Take the Administration’s attempt to privatize Social Security. The Administration argues that the stock market can provide individuals a better return on investment, and in the aggregate at least they are right; historically, the market outperforms Social Security’s cost-of-living adjustments. But individual investment decisions will always produce winners and losers—those who bought Microsoft early and those who bought Enron late. What would the Ownership Society do with the losers? Unless we’re willing to see seniors starve on the street, we’re going to have to cover their retirement expenses one way or another—and since we don’t know in advance which of us will be losers, it makes sense for all of us to chip in to a pool that gives us at least some guaranteed income in our golden years. That doesn’t mean we shouldn’t encourage individuals to pursue higher-risk, higher-return investment strategies. They should. It just means that they should do so with savings other than those put into Social Security.
The same principles are at work when it comes to the Administration’s efforts to encourage a shift from employer- or government-based health-care plans to individual Health Savings Accounts. The idea might make sense if the lump sum each individual received were enough to buy a decent health-care plan through his employer, and if that lump sum kept pace with inflation of health-care costs. But what if you work for an employer who doesn’t offer a health-care plan? Or what if the Administration’s theory on health-care inflation turns out to be wrong—if it turns out that health-care costs aren’t due to people’s cavalier attitude toward their health or an irrational desire to purchase more than they need? Then “freedom to choose” will mean that employees bear the brunt of future increases in health care, and the amount of money in their Health Savings Accounts will buy less and less coverage each year.

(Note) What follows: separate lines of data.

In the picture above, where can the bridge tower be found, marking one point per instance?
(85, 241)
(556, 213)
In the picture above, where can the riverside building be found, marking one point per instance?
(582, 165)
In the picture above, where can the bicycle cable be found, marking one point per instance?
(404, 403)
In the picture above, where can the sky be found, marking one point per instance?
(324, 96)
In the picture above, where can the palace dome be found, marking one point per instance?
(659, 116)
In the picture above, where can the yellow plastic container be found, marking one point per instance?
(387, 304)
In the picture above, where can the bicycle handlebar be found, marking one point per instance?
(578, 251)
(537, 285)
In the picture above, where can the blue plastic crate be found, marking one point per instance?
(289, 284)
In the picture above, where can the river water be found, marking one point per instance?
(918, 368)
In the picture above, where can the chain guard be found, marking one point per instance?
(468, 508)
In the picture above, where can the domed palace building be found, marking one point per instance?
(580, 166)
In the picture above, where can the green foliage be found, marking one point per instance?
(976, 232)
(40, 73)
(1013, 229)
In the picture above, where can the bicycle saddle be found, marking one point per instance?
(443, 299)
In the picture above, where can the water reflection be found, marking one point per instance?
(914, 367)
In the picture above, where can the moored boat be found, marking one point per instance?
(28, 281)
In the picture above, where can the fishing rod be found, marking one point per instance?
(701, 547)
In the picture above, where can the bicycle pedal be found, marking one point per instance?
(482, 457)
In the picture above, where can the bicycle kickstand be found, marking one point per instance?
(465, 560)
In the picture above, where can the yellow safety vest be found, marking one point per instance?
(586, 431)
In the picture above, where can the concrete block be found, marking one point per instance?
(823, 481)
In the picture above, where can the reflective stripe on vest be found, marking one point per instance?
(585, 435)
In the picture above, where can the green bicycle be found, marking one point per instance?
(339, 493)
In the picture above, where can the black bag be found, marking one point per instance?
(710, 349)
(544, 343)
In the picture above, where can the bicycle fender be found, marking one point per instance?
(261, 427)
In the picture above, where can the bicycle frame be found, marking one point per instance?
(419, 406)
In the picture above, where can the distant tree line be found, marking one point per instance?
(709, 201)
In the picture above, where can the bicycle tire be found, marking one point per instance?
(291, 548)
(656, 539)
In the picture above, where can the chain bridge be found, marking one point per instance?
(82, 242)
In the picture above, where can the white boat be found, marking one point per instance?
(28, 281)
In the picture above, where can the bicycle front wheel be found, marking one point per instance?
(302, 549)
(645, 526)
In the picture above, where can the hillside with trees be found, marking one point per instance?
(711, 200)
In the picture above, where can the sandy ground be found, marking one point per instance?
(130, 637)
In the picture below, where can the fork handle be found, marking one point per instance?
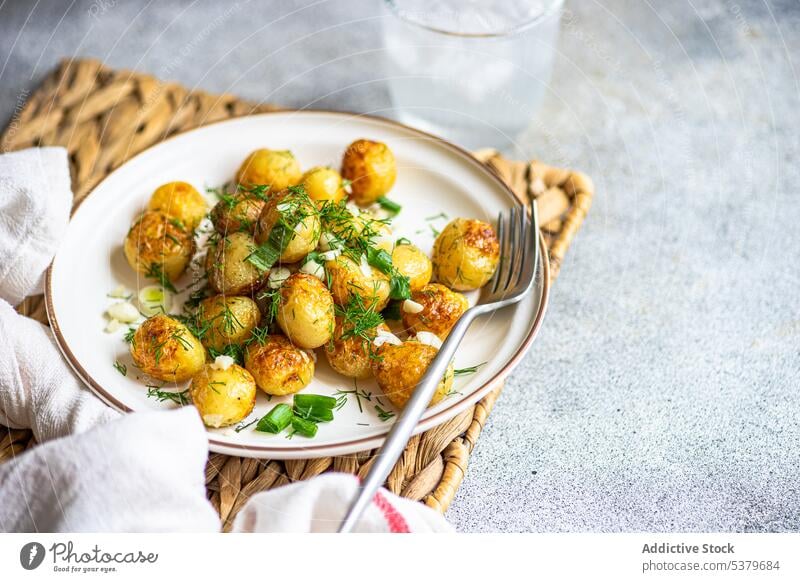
(398, 436)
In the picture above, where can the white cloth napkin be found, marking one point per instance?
(34, 211)
(102, 471)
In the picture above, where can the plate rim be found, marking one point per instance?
(352, 445)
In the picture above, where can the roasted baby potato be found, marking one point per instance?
(223, 397)
(347, 279)
(399, 368)
(323, 184)
(158, 246)
(414, 264)
(237, 212)
(465, 254)
(371, 169)
(229, 320)
(277, 169)
(229, 271)
(179, 200)
(278, 367)
(305, 312)
(294, 212)
(441, 308)
(351, 353)
(165, 349)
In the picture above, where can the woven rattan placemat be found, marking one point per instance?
(104, 117)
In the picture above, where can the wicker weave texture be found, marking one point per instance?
(104, 117)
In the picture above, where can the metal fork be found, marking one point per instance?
(519, 260)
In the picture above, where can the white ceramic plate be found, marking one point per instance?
(433, 177)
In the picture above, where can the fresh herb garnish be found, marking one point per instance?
(468, 371)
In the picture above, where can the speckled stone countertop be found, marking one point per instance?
(663, 393)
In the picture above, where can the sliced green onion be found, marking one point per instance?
(380, 259)
(276, 419)
(314, 401)
(400, 287)
(305, 428)
(389, 205)
(314, 414)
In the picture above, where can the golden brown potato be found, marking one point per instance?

In other words, the Ownership Society doesn’t even try to spread the risks and rewards of the new economy among all Americans. Instead, it simply magnifies the uneven risks and rewards of today’s winner-take-all economy. If you are healthy or wealthy or just plain lucky, then you will become more so. If you are poor or sick or catch a bad break, you will have nobody to look to for help. That’s not a recipe for sustained economic growth or the maintenance of a strong American middle class. It’s certainly not a recipe for social cohesion. It runs counter to those values that say we have a stake in each other’s success.
It’s not who we are as a people.
FORTUNATELY, THERE’S AN alternative approach, one that recasts FDR’s social compact to meet the needs of a new century. In each area where workers are vulnerable—wages, job loss, retirement, and health care—there are good ideas, some old and some new, that would go a long way toward making Americans more secure.
Let’s start with wages. Americans believe in work—not just as a means of supporting themselves but as a means of giving their lives purpose and direction, order and dignity. The old welfare program, Aid to Families with Dependent Children, too often failed to honor this core value, which helps explain not only its unpopularity with the public but also why it often isolated the very people it was supposed to help.
On the other hand, Americans also believe that if we work full-time, we should be able to support ourselves and our kids. For many people on the bottom rungs of the economy—mainly low-skilled workers in the rapidly growing service sector—this basic promise isn’t being fulfilled.